Alternatively, the pure carbon dioxide stream could be compressed and injected underground for long-term disposal, or even made into fuel through a series of chemical and electrochemical processes.
The process this system uses for capturing and releasing carbon dioxide "is revolutionary". "All of this is at ambient conditions -- there's no need for thermal, pressure, or chemical input. It's just these very thin sheets, with both surfaces active, that can be stacked in a box and connected to a source of electricity."

How much carbon can be captured from the technology?

Compared to other existing carbon capture technologies, this system is quite energy-efficient, using about one gigajoule of energy per ton of carbon dioxide captured, consistently. Other existing methods have energy consumption which varies between 1 to 10 gigajoules per ton, depending on the inlet carbon dioxide concentration.
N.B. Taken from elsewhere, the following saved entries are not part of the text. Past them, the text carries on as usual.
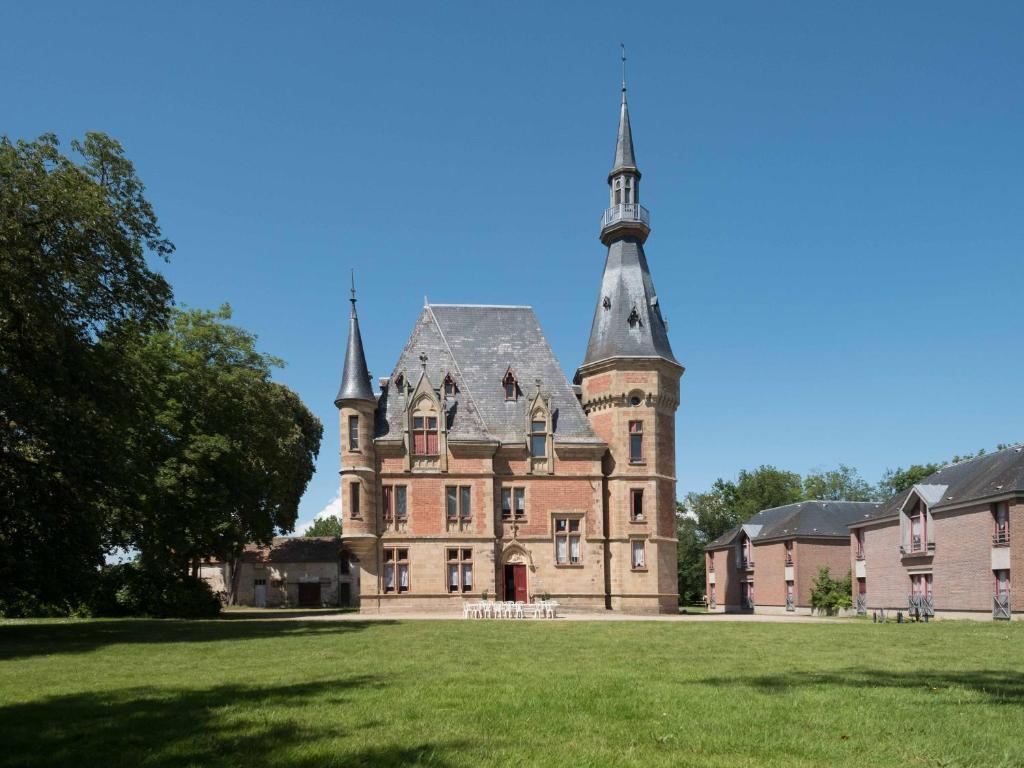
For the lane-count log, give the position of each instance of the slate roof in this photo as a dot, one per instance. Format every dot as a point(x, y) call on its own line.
point(810, 519)
point(295, 549)
point(477, 345)
point(625, 157)
point(354, 376)
point(627, 286)
point(992, 474)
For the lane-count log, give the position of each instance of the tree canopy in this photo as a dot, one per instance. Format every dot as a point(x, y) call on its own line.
point(330, 525)
point(123, 421)
point(75, 287)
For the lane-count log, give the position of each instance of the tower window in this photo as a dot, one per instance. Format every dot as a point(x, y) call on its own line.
point(639, 554)
point(460, 569)
point(513, 503)
point(458, 502)
point(636, 441)
point(353, 432)
point(395, 569)
point(567, 541)
point(353, 501)
point(636, 505)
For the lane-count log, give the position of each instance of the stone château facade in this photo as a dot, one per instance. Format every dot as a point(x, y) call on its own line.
point(478, 468)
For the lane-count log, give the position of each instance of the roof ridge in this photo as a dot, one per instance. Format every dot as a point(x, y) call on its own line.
point(458, 368)
point(486, 306)
point(1016, 446)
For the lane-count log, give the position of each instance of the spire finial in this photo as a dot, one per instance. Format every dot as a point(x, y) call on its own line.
point(623, 47)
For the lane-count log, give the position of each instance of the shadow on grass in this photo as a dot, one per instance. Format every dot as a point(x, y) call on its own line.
point(996, 686)
point(219, 726)
point(36, 638)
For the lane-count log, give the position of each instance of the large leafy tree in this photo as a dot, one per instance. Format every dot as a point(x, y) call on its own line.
point(329, 525)
point(230, 451)
point(842, 483)
point(75, 287)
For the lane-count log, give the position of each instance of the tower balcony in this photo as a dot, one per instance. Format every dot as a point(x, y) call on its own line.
point(626, 217)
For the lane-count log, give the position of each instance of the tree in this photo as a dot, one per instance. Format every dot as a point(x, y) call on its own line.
point(330, 525)
point(75, 286)
point(765, 487)
point(829, 595)
point(842, 483)
point(230, 452)
point(897, 480)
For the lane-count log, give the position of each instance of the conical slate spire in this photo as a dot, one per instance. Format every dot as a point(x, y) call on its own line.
point(625, 158)
point(355, 376)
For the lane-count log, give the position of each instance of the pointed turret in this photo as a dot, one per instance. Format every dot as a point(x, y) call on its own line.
point(355, 376)
point(628, 321)
point(625, 158)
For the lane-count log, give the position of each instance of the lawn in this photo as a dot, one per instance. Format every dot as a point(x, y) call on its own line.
point(280, 692)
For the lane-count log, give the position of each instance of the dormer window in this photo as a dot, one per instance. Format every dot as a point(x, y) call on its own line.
point(1000, 514)
point(511, 386)
point(919, 528)
point(538, 439)
point(425, 435)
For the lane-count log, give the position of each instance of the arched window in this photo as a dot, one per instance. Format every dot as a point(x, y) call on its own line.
point(510, 385)
point(425, 433)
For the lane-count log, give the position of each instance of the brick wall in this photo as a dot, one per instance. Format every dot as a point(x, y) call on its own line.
point(1017, 556)
point(812, 555)
point(769, 573)
point(888, 584)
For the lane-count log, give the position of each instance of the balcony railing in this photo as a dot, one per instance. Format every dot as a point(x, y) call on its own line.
point(921, 605)
point(1000, 606)
point(626, 212)
point(916, 548)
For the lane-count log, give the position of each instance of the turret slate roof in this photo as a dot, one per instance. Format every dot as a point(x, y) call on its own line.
point(810, 519)
point(999, 473)
point(477, 346)
point(354, 376)
point(628, 320)
point(625, 157)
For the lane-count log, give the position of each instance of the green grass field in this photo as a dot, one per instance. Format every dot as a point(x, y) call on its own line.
point(308, 693)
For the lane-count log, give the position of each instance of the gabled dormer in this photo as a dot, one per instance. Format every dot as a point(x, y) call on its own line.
point(541, 433)
point(916, 538)
point(426, 431)
point(511, 386)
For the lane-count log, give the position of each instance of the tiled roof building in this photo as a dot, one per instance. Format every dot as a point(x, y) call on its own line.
point(946, 546)
point(479, 468)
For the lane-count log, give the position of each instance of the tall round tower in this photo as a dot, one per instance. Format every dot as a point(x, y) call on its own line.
point(630, 391)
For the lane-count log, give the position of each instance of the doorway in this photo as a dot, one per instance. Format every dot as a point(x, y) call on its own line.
point(309, 594)
point(515, 583)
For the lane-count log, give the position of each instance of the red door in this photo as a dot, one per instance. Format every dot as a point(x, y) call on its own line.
point(515, 583)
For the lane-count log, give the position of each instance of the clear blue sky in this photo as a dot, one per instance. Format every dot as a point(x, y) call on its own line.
point(837, 193)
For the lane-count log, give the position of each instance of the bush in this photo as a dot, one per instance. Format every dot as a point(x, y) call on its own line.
point(127, 590)
point(828, 595)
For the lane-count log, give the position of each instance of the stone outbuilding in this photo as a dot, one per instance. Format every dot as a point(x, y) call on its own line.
point(943, 547)
point(769, 563)
point(293, 571)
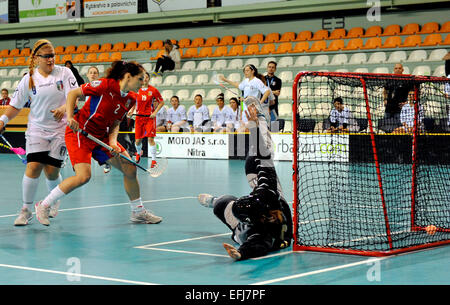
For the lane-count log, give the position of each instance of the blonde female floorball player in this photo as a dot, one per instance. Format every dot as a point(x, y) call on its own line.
point(111, 99)
point(47, 86)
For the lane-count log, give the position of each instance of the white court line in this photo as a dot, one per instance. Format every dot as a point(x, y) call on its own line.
point(109, 205)
point(76, 275)
point(295, 276)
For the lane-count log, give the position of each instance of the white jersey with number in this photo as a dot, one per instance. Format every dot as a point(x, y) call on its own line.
point(48, 94)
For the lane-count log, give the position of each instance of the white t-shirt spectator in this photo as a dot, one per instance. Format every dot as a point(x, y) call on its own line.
point(198, 115)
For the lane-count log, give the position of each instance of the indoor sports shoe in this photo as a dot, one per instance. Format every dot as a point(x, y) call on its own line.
point(106, 168)
point(154, 164)
point(144, 216)
point(137, 157)
point(232, 251)
point(54, 209)
point(24, 217)
point(42, 213)
point(206, 200)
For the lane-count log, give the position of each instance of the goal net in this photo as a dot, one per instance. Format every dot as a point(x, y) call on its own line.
point(371, 162)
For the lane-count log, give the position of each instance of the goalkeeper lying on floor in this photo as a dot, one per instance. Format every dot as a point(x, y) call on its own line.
point(261, 222)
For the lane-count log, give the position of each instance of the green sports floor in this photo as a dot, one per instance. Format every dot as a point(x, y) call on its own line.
point(92, 242)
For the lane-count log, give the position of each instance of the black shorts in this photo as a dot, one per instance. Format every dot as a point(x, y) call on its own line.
point(44, 158)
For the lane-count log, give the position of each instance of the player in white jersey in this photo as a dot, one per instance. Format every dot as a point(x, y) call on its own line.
point(176, 116)
point(47, 86)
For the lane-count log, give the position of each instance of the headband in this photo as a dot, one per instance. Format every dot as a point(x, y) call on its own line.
point(38, 47)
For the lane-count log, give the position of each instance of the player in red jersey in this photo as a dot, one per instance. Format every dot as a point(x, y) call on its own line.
point(148, 103)
point(111, 99)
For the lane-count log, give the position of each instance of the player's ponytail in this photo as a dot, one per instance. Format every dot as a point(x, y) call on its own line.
point(119, 68)
point(31, 60)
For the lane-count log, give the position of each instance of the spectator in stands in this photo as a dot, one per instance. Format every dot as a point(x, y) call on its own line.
point(161, 120)
point(176, 116)
point(238, 120)
point(221, 115)
point(407, 116)
point(198, 116)
point(253, 85)
point(339, 116)
point(274, 83)
point(74, 70)
point(170, 60)
point(5, 98)
point(394, 99)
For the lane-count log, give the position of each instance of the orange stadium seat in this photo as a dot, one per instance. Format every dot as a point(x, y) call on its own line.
point(304, 35)
point(94, 48)
point(4, 53)
point(446, 40)
point(190, 52)
point(197, 42)
point(354, 44)
point(91, 57)
point(355, 32)
point(143, 45)
point(157, 44)
point(300, 47)
point(116, 56)
point(220, 51)
point(318, 46)
point(14, 52)
point(252, 49)
point(211, 41)
point(184, 43)
point(226, 40)
point(131, 46)
point(391, 30)
point(288, 36)
point(336, 45)
point(256, 38)
point(82, 48)
point(372, 43)
point(70, 49)
point(410, 29)
point(106, 47)
point(78, 58)
point(118, 47)
point(320, 35)
point(237, 50)
point(272, 37)
point(429, 28)
point(58, 50)
point(103, 57)
point(283, 48)
point(411, 41)
point(267, 48)
point(205, 52)
point(432, 40)
point(338, 34)
point(241, 39)
point(392, 42)
point(373, 31)
point(445, 28)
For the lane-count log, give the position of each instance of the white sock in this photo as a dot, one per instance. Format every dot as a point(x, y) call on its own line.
point(138, 147)
point(53, 196)
point(136, 205)
point(152, 150)
point(29, 188)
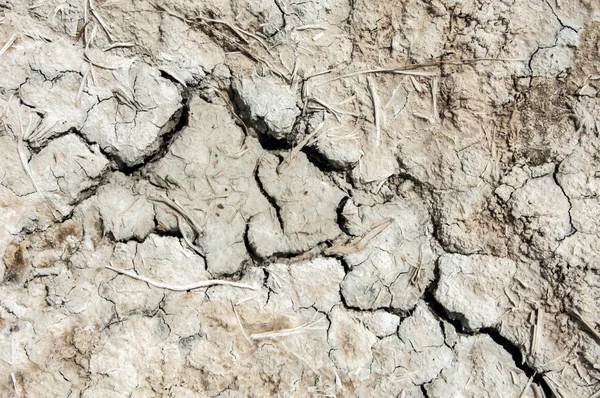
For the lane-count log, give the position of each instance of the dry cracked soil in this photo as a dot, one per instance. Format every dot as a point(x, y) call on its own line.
point(297, 198)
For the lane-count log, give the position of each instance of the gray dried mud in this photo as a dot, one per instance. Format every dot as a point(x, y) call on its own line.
point(277, 198)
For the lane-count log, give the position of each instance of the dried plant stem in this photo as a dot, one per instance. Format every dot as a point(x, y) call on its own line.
point(239, 321)
point(361, 243)
point(100, 20)
point(330, 108)
point(176, 288)
point(287, 332)
point(376, 110)
point(9, 43)
point(178, 208)
point(294, 152)
point(587, 324)
point(522, 395)
point(537, 331)
point(185, 237)
point(118, 45)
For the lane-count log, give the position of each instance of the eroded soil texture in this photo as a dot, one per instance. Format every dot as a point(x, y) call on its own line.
point(286, 198)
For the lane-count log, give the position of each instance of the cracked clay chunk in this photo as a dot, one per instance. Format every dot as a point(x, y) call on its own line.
point(480, 368)
point(470, 288)
point(268, 106)
point(129, 126)
point(125, 214)
point(209, 170)
point(396, 266)
point(305, 206)
point(65, 169)
point(543, 209)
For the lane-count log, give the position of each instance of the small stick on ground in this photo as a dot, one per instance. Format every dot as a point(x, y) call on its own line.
point(434, 97)
point(185, 288)
point(537, 331)
point(294, 152)
point(8, 44)
point(239, 321)
point(232, 110)
point(82, 85)
point(361, 243)
point(14, 381)
point(108, 67)
point(118, 45)
point(414, 280)
point(376, 110)
point(178, 208)
point(587, 324)
point(595, 395)
point(287, 332)
point(185, 237)
point(527, 386)
point(408, 72)
point(100, 20)
point(334, 111)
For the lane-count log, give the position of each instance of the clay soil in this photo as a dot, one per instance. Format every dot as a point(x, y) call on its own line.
point(298, 198)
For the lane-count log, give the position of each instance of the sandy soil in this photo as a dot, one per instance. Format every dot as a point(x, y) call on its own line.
point(285, 198)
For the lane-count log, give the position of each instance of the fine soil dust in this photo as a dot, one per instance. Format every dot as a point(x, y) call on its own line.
point(299, 198)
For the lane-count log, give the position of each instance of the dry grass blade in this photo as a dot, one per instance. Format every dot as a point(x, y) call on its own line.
point(376, 110)
point(118, 45)
point(185, 237)
point(410, 69)
point(587, 324)
point(126, 64)
point(334, 111)
point(294, 152)
point(239, 321)
point(232, 110)
point(361, 243)
point(82, 85)
point(178, 208)
point(8, 44)
point(288, 332)
point(22, 135)
point(184, 288)
point(408, 72)
point(434, 96)
point(522, 395)
point(100, 20)
point(595, 395)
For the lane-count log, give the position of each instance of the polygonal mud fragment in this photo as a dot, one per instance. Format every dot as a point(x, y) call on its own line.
point(209, 171)
point(63, 171)
point(306, 208)
point(162, 259)
point(381, 323)
point(59, 101)
point(113, 363)
point(351, 345)
point(543, 209)
point(479, 367)
point(472, 288)
point(412, 358)
point(268, 106)
point(129, 126)
point(397, 264)
point(126, 214)
point(311, 283)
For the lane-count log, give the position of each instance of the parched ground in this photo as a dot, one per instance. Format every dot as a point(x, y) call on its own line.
point(286, 198)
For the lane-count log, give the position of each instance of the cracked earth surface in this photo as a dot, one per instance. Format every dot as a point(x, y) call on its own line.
point(299, 198)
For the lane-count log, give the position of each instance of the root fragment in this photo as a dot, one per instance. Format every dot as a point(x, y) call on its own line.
point(361, 243)
point(185, 288)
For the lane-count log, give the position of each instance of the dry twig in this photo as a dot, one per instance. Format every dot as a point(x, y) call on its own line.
point(185, 288)
point(361, 243)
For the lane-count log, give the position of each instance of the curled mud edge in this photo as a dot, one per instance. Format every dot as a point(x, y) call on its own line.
point(355, 199)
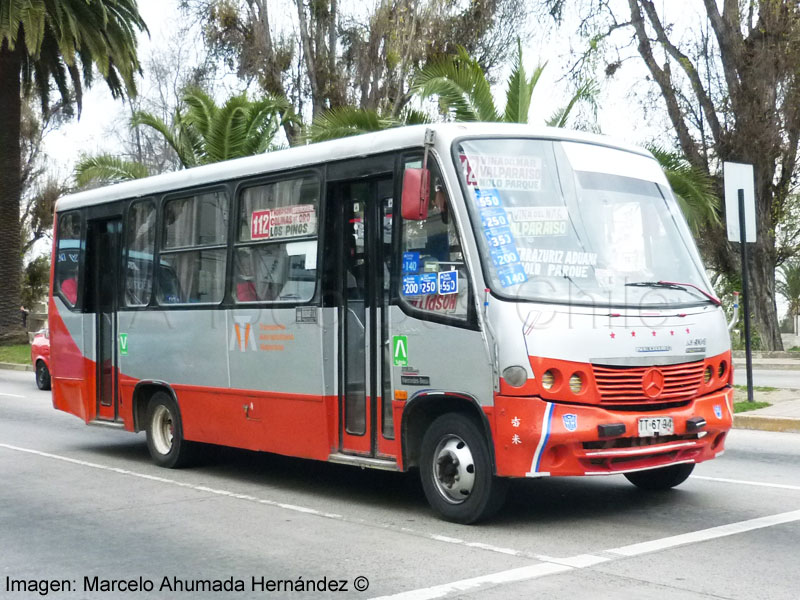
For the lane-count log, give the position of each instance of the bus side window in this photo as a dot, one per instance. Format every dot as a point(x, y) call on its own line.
point(68, 254)
point(140, 237)
point(193, 255)
point(434, 274)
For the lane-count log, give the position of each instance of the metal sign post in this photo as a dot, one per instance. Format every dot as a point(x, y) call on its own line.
point(739, 205)
point(745, 297)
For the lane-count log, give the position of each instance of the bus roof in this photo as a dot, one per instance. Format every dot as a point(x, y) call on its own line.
point(340, 149)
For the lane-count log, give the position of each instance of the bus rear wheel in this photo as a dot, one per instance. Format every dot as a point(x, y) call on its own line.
point(165, 433)
point(456, 470)
point(661, 479)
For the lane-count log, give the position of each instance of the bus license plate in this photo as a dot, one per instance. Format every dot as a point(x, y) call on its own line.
point(656, 426)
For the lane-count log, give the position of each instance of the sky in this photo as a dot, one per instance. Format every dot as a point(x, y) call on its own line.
point(620, 111)
point(93, 132)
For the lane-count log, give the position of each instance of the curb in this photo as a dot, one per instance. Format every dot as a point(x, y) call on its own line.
point(741, 364)
point(766, 423)
point(16, 367)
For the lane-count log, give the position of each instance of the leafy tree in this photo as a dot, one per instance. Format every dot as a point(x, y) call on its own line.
point(464, 92)
point(693, 188)
point(200, 133)
point(44, 42)
point(35, 281)
point(788, 285)
point(320, 57)
point(731, 91)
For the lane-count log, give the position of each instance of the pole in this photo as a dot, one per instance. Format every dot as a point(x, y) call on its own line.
point(745, 297)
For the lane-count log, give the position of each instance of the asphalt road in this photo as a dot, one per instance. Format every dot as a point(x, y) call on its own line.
point(85, 507)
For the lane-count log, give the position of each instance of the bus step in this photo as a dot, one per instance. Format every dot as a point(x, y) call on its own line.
point(363, 461)
point(106, 423)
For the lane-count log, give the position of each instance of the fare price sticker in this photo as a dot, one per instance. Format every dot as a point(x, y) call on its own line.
point(448, 282)
point(420, 285)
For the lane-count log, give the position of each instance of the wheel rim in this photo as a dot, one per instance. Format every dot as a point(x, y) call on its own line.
point(163, 429)
point(453, 469)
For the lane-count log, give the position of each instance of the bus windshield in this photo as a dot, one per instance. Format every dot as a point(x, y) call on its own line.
point(577, 223)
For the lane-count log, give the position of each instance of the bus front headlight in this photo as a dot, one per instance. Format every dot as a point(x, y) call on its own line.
point(515, 376)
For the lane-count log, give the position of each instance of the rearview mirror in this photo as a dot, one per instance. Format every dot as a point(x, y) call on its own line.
point(416, 194)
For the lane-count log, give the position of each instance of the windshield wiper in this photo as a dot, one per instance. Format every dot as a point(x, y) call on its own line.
point(674, 285)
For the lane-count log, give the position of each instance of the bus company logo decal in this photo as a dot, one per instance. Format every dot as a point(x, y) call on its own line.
point(653, 383)
point(570, 421)
point(653, 348)
point(242, 337)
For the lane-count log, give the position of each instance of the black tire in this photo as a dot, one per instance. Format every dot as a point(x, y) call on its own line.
point(165, 433)
point(661, 479)
point(456, 470)
point(42, 376)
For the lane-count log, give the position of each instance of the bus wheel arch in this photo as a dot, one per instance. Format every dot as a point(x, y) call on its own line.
point(42, 375)
point(449, 439)
point(158, 413)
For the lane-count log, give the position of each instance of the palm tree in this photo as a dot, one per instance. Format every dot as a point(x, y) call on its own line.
point(44, 42)
point(199, 134)
point(693, 188)
point(464, 93)
point(789, 288)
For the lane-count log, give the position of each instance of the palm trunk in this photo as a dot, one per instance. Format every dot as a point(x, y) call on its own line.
point(10, 189)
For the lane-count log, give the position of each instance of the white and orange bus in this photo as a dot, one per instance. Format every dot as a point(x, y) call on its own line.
point(480, 301)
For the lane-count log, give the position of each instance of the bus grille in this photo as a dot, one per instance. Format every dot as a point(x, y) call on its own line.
point(623, 385)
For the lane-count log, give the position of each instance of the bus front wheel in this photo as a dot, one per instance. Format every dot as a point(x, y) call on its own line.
point(661, 479)
point(456, 470)
point(165, 433)
point(42, 376)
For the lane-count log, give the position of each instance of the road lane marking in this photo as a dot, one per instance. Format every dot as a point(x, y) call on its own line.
point(292, 507)
point(780, 486)
point(705, 535)
point(475, 583)
point(552, 566)
point(198, 488)
point(547, 566)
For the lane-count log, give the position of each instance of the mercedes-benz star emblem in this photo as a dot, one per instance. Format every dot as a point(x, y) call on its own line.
point(653, 383)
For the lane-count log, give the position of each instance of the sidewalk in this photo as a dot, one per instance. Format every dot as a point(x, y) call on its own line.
point(783, 415)
point(770, 364)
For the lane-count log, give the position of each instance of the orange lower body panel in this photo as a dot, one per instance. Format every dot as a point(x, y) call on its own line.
point(534, 437)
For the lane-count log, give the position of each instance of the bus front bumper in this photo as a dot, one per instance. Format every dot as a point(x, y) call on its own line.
point(536, 438)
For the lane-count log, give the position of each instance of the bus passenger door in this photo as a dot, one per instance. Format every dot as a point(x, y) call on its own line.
point(364, 210)
point(103, 258)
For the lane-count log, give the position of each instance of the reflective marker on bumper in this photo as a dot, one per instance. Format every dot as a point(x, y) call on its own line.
point(611, 430)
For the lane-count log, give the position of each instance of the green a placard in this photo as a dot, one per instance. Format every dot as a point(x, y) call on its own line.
point(400, 351)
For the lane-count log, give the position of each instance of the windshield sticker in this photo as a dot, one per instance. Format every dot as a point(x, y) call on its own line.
point(503, 172)
point(536, 221)
point(494, 217)
point(286, 221)
point(498, 236)
point(439, 303)
point(504, 255)
point(487, 198)
point(448, 282)
point(420, 285)
point(512, 275)
point(557, 263)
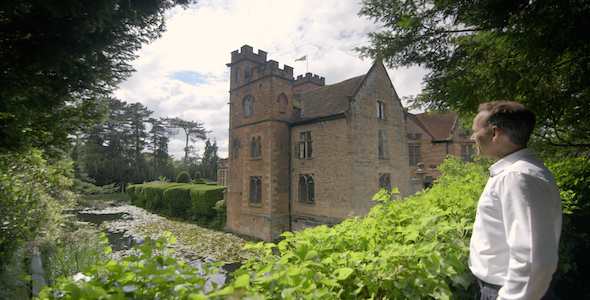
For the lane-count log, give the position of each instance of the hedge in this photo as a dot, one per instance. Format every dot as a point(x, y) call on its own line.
point(178, 200)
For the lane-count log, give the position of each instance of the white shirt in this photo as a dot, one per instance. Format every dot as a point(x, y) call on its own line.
point(517, 227)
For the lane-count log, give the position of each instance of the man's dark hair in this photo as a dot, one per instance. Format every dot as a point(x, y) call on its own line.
point(516, 120)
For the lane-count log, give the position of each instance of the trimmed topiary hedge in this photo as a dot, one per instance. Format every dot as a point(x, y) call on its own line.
point(178, 200)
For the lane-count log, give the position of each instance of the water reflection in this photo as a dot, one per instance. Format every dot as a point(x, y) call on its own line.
point(118, 240)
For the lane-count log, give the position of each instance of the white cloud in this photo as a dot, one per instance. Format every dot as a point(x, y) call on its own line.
point(200, 39)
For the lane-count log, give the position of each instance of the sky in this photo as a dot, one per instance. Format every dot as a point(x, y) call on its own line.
point(184, 74)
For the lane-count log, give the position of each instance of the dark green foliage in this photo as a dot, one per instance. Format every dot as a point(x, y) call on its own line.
point(183, 177)
point(221, 217)
point(573, 178)
point(203, 201)
point(32, 196)
point(178, 200)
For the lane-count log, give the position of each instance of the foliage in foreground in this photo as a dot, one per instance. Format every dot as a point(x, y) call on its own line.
point(149, 275)
point(32, 195)
point(416, 249)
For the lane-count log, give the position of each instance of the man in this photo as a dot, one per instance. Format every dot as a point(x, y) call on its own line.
point(518, 222)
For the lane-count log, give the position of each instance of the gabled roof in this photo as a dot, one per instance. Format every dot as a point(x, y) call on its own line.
point(438, 126)
point(328, 100)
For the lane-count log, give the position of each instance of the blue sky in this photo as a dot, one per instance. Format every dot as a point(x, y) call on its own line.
point(184, 73)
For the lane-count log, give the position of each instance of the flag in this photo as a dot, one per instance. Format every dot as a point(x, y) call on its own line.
point(304, 57)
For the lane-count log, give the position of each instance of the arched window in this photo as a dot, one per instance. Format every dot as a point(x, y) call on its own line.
point(256, 147)
point(282, 103)
point(306, 188)
point(236, 149)
point(259, 146)
point(382, 144)
point(248, 104)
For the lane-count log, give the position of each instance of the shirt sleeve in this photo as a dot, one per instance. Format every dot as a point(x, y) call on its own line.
point(527, 208)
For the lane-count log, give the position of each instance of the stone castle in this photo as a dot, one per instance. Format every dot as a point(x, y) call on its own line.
point(303, 153)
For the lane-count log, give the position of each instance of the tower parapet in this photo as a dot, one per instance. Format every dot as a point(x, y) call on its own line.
point(246, 52)
point(271, 67)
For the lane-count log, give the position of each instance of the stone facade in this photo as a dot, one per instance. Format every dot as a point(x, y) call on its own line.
point(303, 153)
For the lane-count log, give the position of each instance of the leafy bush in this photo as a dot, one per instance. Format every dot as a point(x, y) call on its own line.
point(416, 248)
point(221, 217)
point(189, 202)
point(203, 200)
point(32, 196)
point(178, 199)
point(70, 253)
point(183, 177)
point(150, 275)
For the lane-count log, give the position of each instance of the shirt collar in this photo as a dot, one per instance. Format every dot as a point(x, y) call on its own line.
point(508, 160)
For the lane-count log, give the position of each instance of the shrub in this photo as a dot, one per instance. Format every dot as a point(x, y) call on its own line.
point(178, 199)
point(183, 177)
point(32, 196)
point(416, 248)
point(149, 275)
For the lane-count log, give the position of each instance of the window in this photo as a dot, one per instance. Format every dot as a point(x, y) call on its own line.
point(256, 189)
point(282, 103)
point(382, 144)
point(256, 147)
point(414, 152)
point(306, 188)
point(385, 182)
point(248, 104)
point(467, 152)
point(236, 149)
point(305, 148)
point(380, 110)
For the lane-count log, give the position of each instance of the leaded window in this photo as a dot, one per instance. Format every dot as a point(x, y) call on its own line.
point(306, 188)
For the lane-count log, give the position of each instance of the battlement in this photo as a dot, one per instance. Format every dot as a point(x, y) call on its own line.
point(271, 67)
point(310, 78)
point(247, 53)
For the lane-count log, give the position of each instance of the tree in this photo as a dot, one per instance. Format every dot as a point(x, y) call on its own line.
point(209, 161)
point(158, 138)
point(534, 52)
point(59, 57)
point(192, 131)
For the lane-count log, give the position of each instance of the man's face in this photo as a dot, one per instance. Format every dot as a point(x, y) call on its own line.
point(483, 136)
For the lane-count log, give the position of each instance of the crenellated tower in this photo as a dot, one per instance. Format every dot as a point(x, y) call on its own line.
point(261, 107)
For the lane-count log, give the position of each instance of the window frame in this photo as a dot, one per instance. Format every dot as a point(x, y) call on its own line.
point(306, 189)
point(248, 104)
point(413, 157)
point(305, 145)
point(255, 190)
point(385, 181)
point(382, 144)
point(381, 109)
point(467, 153)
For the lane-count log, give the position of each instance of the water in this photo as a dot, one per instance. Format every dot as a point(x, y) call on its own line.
point(118, 240)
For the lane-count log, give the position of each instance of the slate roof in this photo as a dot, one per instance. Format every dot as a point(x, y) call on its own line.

The researchers have set up a company called Verdox to commercialize the process, and hope to develop a pilot-scale plant within the next few years.
The technique, based on passing air through a stack of charged electrochemical plates, is described in a new paper in the journal Energy and Environmental Science, by MIT postdoc Sahag Voskian, who developed the work during his PhD, and T. Alan Hatton, the Ralph Landau Professor of Chemical Engineering.